Intel to change chip classification

Processor giant, Intel, has announced it will begin including a new numbering system in the branding of its processors to provide the retail market with greater clarity on the functionality of its products.

The three-digit numbering system, to be applied to all of Intel’s new processors, will differentiate both what brand family (such as Celeron or Pentium) the chip comes from and also what additional features it includes.

The 300 sequence of processors will be Celerons, any number starting with 5 (e.g. 500 series) will be Pentium 4 family and the Pentium-M (mobile) chip family will start with the number 7 (e.g. 700 series), Intel spokesperson, Dan Anderson, said.

A higher number in the second two digits of the number will indicate advancements in features within a chip family. For example, a 720 would have a higher front-side bus speed than a 715.

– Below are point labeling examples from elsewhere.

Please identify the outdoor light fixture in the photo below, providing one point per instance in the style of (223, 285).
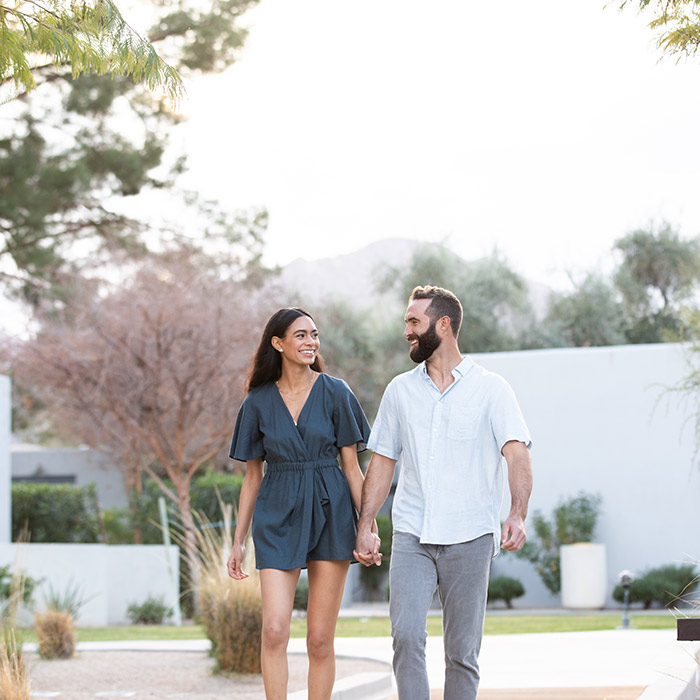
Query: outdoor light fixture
(625, 577)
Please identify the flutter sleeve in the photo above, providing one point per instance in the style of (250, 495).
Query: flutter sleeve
(351, 426)
(247, 439)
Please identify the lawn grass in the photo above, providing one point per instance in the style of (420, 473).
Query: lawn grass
(513, 623)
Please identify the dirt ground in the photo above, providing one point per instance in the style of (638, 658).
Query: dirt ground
(160, 675)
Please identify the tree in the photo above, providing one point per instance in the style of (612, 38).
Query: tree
(90, 37)
(155, 370)
(677, 23)
(80, 150)
(658, 274)
(588, 316)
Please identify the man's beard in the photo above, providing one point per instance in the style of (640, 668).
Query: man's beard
(428, 343)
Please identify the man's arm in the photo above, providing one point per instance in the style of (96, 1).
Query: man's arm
(374, 492)
(519, 462)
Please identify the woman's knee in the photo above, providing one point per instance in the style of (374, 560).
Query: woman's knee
(275, 633)
(319, 646)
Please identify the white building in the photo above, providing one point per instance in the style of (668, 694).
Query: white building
(604, 420)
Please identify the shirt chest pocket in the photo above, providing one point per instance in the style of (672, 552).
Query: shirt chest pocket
(463, 424)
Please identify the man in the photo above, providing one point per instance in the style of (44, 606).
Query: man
(450, 423)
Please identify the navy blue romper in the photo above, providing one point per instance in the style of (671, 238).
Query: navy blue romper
(304, 510)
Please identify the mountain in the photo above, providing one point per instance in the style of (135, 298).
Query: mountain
(353, 277)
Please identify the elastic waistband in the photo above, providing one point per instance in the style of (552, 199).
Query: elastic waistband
(301, 466)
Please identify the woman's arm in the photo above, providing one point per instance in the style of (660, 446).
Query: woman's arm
(353, 473)
(246, 506)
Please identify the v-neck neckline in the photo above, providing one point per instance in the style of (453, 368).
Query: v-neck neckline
(295, 423)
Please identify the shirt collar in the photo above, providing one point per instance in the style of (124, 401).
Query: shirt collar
(458, 372)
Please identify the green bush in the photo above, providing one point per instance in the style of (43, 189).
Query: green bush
(6, 587)
(667, 585)
(574, 520)
(151, 612)
(505, 588)
(55, 512)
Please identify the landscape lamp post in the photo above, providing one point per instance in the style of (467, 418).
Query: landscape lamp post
(625, 578)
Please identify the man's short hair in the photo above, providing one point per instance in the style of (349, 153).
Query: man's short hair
(442, 303)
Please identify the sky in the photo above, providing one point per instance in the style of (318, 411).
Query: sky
(544, 130)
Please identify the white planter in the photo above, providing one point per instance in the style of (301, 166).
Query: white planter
(583, 575)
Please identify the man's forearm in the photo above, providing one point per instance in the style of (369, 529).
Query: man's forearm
(375, 488)
(519, 478)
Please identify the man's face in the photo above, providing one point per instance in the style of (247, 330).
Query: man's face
(420, 331)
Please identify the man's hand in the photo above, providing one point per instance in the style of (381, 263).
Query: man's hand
(513, 534)
(367, 547)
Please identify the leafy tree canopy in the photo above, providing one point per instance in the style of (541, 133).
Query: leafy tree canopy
(79, 151)
(91, 37)
(677, 23)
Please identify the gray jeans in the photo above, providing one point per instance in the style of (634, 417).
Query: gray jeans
(459, 572)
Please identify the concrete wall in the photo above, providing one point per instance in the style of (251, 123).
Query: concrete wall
(602, 420)
(5, 499)
(78, 466)
(110, 576)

These second two numbers do not just indicate higher clock-speeds, but other aspects of performance such as front-side bus speed and cache, Anderson said.

The numbering system drew parallels with several other consumer technologies, he said.

Canon’s digital cameras for example, were named IXUS400 or IXUS450 – the branding and first digit might imply the same megapixels, while the second two digits indicated a different feature set.

“We have come up with this system to make it simpler for the consumer market,” Anderson said. “It will be a bit of a shift for the channel and the way it sells products, but we feel it is a clearer way of differentiating products.”

The new numbering system will be introduced in the second quarter (around May/June) with the launch of Intel’s Dothan chip family (the next generation of the Pentium-M processor, successor to Banias). It will then be featured on all upcoming Intel chip releases.

For more than a year, Intel’s competitor AMD has been calling for an alternative to ranking processors on the basis of clock speed.

Last year AMD launched a marketing campaign called the True Performance Initiative to debunk what it calls the "megahertz myth", or the belief that a PC processor's clock speed was the most important determination of performance.

AMD claims that Intel has been misleading customers about performance by labelling its processors by their clock speed, and that its model number rating system for its processors more accurately portrays a processor's overall performance.

Anderson said the new numbering system had been an Intel-only initiative.